Мало того, что Хабар успел переговорить с тверчанами, которые были преданы Иоанну и куплены им заранее в собственных домах их; мало, что выведал все слабые стороны неприятельской засады: он переплыл Волгу и установил сообщение с войском, которое шло из Новгорода, под начальством тамошнего наместника. Возвратясь на правый берег, дал знать великому князю Ивану Васильевичу, что с своими сотнями московских удальцов берется взять Тверь. В помощь просил только Аристотелеву пушку. Так обнашивал Хабар-Симской ясного сокола, свою ратную удаль, вместе с достойными пайщиками ее.

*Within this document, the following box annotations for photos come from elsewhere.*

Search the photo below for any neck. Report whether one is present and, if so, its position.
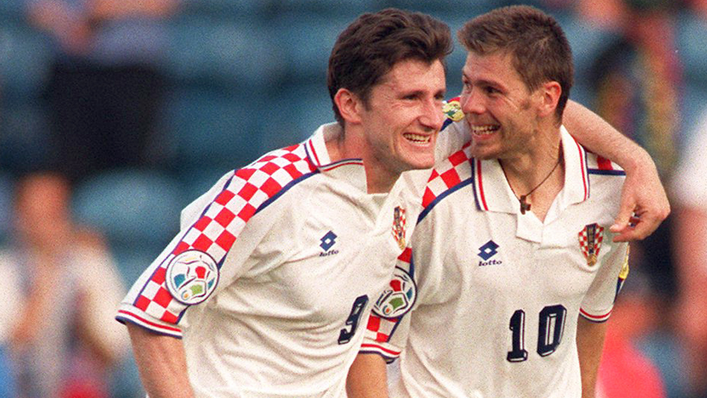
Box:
[499,131,564,195]
[499,128,564,221]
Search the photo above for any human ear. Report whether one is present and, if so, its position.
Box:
[537,81,562,116]
[334,88,363,124]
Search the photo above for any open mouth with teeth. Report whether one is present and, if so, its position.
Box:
[403,133,432,144]
[471,125,501,135]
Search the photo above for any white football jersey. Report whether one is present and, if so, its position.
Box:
[361,124,628,398]
[117,124,424,398]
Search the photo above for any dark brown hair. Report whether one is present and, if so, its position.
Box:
[457,6,574,120]
[327,8,452,124]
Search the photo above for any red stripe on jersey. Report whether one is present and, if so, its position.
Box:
[308,141,322,165]
[597,156,614,170]
[476,160,489,211]
[361,343,400,356]
[579,308,611,321]
[118,310,182,333]
[366,316,380,332]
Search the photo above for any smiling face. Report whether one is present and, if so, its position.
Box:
[461,51,539,159]
[358,59,445,179]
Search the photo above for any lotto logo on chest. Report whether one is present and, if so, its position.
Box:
[392,206,407,250]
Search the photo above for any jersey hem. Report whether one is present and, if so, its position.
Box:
[579,308,613,323]
[115,310,182,339]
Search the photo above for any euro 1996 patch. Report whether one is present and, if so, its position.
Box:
[166,250,219,305]
[373,267,417,319]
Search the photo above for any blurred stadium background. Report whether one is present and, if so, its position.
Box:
[0,0,707,397]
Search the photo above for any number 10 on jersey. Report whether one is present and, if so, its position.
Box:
[506,304,567,362]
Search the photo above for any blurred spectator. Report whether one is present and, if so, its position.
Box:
[597,271,667,398]
[0,174,128,398]
[25,0,178,186]
[578,0,683,327]
[673,110,707,398]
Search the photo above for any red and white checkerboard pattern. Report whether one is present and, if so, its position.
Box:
[422,142,472,208]
[579,224,604,257]
[361,246,412,358]
[134,145,317,324]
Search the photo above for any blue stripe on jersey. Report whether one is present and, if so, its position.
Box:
[417,174,474,224]
[587,169,626,176]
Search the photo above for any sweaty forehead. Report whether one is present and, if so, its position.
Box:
[462,52,525,85]
[379,59,445,91]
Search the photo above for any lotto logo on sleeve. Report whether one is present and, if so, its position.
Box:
[166,250,219,305]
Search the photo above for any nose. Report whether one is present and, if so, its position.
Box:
[460,89,484,114]
[420,100,444,131]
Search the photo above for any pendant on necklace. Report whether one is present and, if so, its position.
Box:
[518,195,530,214]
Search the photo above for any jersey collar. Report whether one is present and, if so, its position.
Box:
[473,126,589,218]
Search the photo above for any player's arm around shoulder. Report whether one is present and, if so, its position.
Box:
[127,323,195,398]
[346,353,388,398]
[563,101,670,242]
[577,316,607,398]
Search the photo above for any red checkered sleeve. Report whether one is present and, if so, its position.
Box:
[359,247,412,363]
[116,145,317,337]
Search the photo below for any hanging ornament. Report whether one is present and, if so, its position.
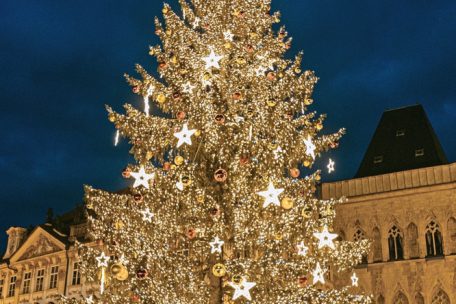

Иван Васильевич, которого по всей справедливости можно было назвать медлителем, приказал через гонца сказать свое ласковое слово, первое Хабару, а второе всем охотникам, и известить их, что он идет. И пошел он по-прежнему черепаховым ходом. Первого, кто осмелился слишком громко роптать на эту медленность, великий князь московский пожаловал – построил ему на перекрестке дорог высокие хоромы на двух столбах с перекладиной. Афанасию Никитину снарядили такой же почет. Он готовился умереть с твердостью христианина, но лишь только хотели накинуть на него роковую петлю, его освободили и отпустили на все четыре стороны. Сделано ли это по просьбе Иоанна-младого или по собственному побуждению великого князя, неизвестно. Разумеется, тверчанин побрел в противную от Твери сторону, чтобы не быть свидетелем пожара и разорения родного города. На дорогу бояре и простые воины снабдили его щедрыми дарами, а лекарь Антон бальзамом для рук, болевших от горячего олова, которым они были залиты. Кто встречал его, не слыхал от него жалобы ни на великого князя, ни на судьбу свою. Молясь и за князя, и за простых людей, а более за сохранение родного города от гибели и славя одного господа, он поспешил в Москву доканчивать недосказанные сказки.
Великий князь московский обыкновенно располагал станы в больших селах. Тут останавливались с ним Иоанн-младой, дворчане, большой полк с государевым стягом, Аристотель с огнестрельным орудием и неразлучный касимовский царевич Даньяр. Этого он особенно любил и жаловал за верную, испытанную его службу Руси. На нем особенно хотел он показать, как выгодно татарам переходить под покровительство русского властителя. Прошло уж более недели, как полки выступили из Москвы. Было время дня, когда солнце гонит росу и прохладу утреннюю. День был прекрасный; все в природе улыбалось и ликовало появлению лета: и ручьи, играющие в лучах солнца, все в золоте и огне, и ветерок, разносящий благовоние с кудрей дерев, и волны бегущей жатвы, как переливы вороненой стали на рядах скачущей конницы, и хоры птиц, на разный лад и все во славу единого. Эта волшебная улыбка, это ликование природы растопили и железную душу Ивана Васильевича. Переехав речку за селом Чашниковым, он велел разбить шатер свой на высоте и полкам тут же, вокруг, расположиться заимкой. Он въехал на высоту, скинул свой корзн (военный плащ) и сошел с лошади. Все это делалось с помощью различных дворских чинов: обряды наблюдались и в поле; и в поле хотел он казаться царем.